Gluten Free, Dairy Free, Paleo and Faster Way to Fat Loss friendly Healthy Pumpkin Muffins with Chocolate Chips.
- 2 1/4 cups of Rolled Oats (I use Gluten Free) You will Pulse the oats. See notes below.
- 1 teaspoon Baking Soda
- 1 teaspoon Baking Powder
- 1 teaspoon Cinnamon
- 2 teaspoon Pumpkin Pie Spice
- 1 cup of canned pumpkin puree.
- 2 eggs
- 2 Tablespoon Avocado oil
- 1/2 cup unsweetened Almond Milk
- 1 Tablespoon Vanilla
- 1/2 cup Pure Maple Syrup
- 1/4 cup Unsweetened Apple Sauce
- 1/2 cup of Dark Chocolate Chips (minis work well too)
Preheat oven to 350ºF.
Spray muffin tin with non-stick spray. Gluten-free muffins often stick to paper muffin liners. Do not use paper liners with these muffins. Trust me.
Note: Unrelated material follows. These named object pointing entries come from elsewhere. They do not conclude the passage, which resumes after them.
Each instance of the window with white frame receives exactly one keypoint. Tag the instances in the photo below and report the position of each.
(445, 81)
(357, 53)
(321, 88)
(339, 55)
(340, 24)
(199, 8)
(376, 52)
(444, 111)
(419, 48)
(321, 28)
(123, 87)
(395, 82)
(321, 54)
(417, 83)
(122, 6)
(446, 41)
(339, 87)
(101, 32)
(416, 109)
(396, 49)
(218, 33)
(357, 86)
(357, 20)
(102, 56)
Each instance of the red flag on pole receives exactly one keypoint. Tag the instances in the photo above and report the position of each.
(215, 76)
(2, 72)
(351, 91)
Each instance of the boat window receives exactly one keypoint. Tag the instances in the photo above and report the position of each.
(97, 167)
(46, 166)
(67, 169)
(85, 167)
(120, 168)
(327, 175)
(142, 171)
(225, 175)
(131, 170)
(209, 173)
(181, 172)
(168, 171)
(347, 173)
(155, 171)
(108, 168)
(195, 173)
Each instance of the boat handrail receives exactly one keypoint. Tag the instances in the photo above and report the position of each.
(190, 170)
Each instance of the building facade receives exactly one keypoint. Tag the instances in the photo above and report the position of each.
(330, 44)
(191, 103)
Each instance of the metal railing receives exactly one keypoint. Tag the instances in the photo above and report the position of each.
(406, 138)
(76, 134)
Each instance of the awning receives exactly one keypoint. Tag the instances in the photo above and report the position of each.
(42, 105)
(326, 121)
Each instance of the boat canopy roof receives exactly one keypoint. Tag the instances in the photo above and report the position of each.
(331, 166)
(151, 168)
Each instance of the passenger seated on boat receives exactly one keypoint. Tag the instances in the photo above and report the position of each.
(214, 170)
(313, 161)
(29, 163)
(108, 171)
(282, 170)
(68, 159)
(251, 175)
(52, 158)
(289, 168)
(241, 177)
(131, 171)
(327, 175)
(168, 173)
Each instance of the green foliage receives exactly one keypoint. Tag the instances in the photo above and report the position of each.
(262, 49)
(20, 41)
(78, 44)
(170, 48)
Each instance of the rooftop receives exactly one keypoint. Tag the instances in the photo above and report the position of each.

Use a food processor or blender to pulse oats.
Whisk dry ingredients and spices together in a large bowl.
Add pumpkin puree, avocado oil, almond milk, eggs, unsweetened applesauce, maple syrup, and vanilla white to a medium-size bowl, and mix thoroughly.
Add the wet ingredients to dry the ingredients, and mix well.
Fold in the chocolate chips.
Fill muffin tins most of the way full. Evenly disperse between muffin tins.
Bake about 20-22 minutes or until toothpick is clean when inserted into the center.
Remove muffins and allow to cool on a cooling rack.
Makes 12 muffins.
- Use a food processor or blender to pulse oats. This will make the flour consistency.
- Gluten-free muffins often stick to paper muffin liners so I suggest not using them.